Tourism Officials: Convention Sales Slow On Convention Center Expansion Uncertainty
San Diego is losing out on bookings of major conferences because of uncertainty over when the expansion of the convention center will be completed, area tourism officials said this week. In a Wednesday presentation to the City Council’s Rules Committee, San Diego Tourism Authority CEO Joe Terzi, Convention Center Chairman Phil Blair and center CEO Carol Wallace said the California Coastal Commission, the final regulatory hurdle for the expansion, probably won’t consider the project until October — seven months later than expected. Two organizations that bring large amounts of people to their conventions, the Healthcare Information and Management Systems Society, and the Society of Human Resources Management, have backed out of plans to come to San Diego, Terzi said. He said the large groups that regularly come to San Diego are the “life blood” of the tourism industry, but they are “challenged” from “a size and capacity standpoint”when trying to convince large groups to come here.
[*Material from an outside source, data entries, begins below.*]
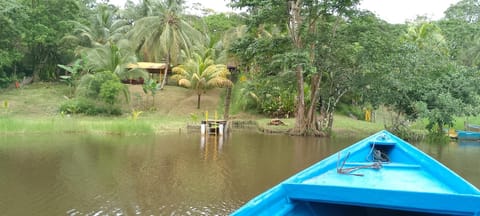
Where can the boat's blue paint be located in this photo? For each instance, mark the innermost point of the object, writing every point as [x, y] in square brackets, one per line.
[412, 183]
[468, 135]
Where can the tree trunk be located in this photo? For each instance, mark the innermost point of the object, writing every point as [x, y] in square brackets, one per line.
[198, 101]
[228, 97]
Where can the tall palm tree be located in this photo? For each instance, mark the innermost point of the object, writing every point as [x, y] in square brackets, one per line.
[104, 27]
[201, 74]
[164, 34]
[113, 57]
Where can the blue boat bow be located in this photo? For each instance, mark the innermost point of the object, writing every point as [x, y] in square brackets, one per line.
[355, 182]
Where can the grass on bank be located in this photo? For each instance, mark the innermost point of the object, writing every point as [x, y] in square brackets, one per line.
[34, 109]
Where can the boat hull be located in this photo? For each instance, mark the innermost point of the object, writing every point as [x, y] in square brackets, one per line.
[468, 135]
[410, 183]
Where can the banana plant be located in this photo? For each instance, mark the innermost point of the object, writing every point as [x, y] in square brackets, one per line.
[151, 86]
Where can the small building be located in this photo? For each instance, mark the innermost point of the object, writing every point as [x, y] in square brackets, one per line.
[154, 69]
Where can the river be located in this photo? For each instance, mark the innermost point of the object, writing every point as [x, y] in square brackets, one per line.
[176, 174]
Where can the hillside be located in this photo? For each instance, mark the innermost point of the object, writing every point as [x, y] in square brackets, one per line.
[44, 99]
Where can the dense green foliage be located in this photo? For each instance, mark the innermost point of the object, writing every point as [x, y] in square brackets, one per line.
[298, 58]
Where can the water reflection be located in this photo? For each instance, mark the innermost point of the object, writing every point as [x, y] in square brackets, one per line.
[165, 175]
[211, 145]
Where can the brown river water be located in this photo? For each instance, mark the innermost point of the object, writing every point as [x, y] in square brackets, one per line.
[176, 174]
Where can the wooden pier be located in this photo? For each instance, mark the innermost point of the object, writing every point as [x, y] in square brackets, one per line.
[214, 127]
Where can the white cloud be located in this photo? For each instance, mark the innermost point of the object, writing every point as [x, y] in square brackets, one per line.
[393, 11]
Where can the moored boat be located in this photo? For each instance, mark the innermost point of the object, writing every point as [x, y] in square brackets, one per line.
[379, 175]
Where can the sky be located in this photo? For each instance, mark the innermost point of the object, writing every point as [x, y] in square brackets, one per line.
[392, 11]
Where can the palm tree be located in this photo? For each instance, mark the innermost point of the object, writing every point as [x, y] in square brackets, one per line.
[113, 57]
[200, 74]
[103, 28]
[165, 34]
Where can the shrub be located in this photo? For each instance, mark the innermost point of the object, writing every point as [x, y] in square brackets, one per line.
[88, 107]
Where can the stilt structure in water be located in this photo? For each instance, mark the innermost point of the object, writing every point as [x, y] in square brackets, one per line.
[214, 126]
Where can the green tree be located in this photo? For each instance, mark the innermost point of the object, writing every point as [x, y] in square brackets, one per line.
[164, 34]
[46, 25]
[200, 74]
[301, 19]
[113, 57]
[104, 27]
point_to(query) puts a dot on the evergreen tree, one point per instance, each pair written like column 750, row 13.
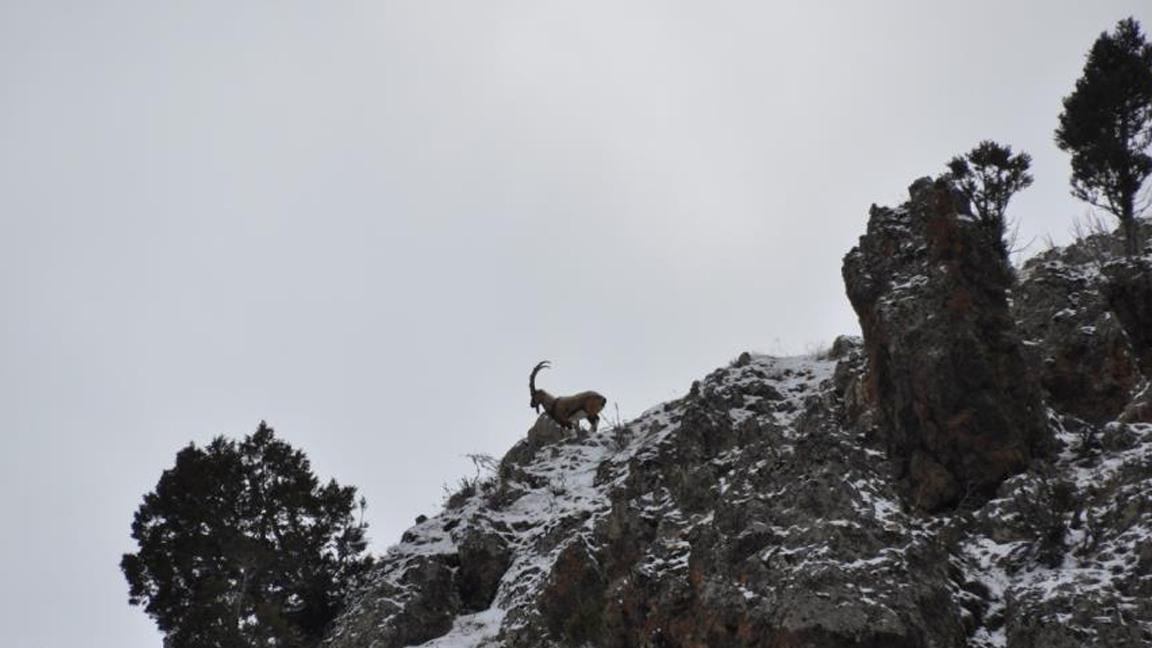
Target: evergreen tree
column 240, row 545
column 1107, row 126
column 988, row 176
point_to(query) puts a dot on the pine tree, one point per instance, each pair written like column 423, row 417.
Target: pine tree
column 1106, row 126
column 988, row 176
column 240, row 545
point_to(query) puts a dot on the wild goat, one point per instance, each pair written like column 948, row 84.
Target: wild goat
column 566, row 409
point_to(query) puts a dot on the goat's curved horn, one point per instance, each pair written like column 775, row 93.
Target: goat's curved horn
column 531, row 381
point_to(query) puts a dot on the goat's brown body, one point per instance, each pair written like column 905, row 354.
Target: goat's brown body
column 568, row 411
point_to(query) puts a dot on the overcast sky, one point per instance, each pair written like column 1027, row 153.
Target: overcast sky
column 364, row 221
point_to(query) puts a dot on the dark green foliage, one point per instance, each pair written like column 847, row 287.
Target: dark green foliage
column 240, row 545
column 1107, row 125
column 988, row 175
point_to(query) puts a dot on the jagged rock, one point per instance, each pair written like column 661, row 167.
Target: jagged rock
column 1129, row 292
column 945, row 362
column 767, row 507
column 1075, row 343
column 484, row 558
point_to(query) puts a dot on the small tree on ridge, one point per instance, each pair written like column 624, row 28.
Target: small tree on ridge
column 1106, row 126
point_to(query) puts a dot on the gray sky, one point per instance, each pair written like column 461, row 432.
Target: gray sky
column 365, row 221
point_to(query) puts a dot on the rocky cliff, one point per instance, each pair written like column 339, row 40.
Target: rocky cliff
column 977, row 471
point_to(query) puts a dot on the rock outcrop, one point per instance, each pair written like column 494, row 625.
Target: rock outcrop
column 960, row 409
column 1083, row 314
column 786, row 502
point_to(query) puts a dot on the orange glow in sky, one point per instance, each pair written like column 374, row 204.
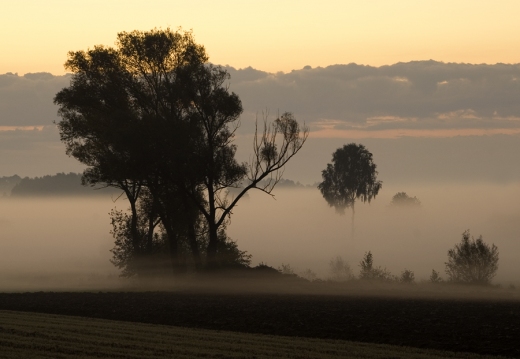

For more, visit www.sandiegonewsroom.com.
Eco Minded Solutions Acquires Poulson Builders
Eco Minded Solutions, a San Diego landscape design/build company, has acquired Poulson Builders, a residential home building and remodeling company. The acquisition allows Eco Minded Solutions to offer complete home remodeling services to clients through its new Eco Minded Solutions home building and remodeling division, said Josh Rosenthal, company principal. “Michael Poulson, who we’ve worked with for a number of years, is now part of our company and brings years of experience and a superior work ethic to remodeling projects.”
Monarch School Adds Health Care Center and Boutique for Homeless Students
KPBS Report — Fourteen months ago, the Monarch School’s new building didn’t look like much. Now, after a $14 million remodel, the cramped Downtown space on Cedar Street is changing the educational lives of 350 homeless K-12 students. In addition to a major renovation, the school is also now equipped with a science lab, an outdoor playground and equipment it didn’t have before. The upgrades may well help push the school’s 70 percent graduation rate even higher. But Principal Joel Garcia said there’s another key element the school is focused on, as well. “We really believe that if they want to come to our school ready to learn, a big piece of it is health,” he said. “It might be a toothache or an issue of glasses … how can we expect them to do their schoolwork if they can’t see the board in the classroom?”
To combat those health issues, the school has also opened a new health care center for its students. It has also stocked its Butterfly Boutique — an on-campus trove of clothes, shoes and other necessities — that students can visit any time. “They come to school sometimes and their shoes are worn or torn and they don’t have the appropriate clothing or something that fits,” Garcia said. Donations made the entire upgrade and all of the additions to the school possible.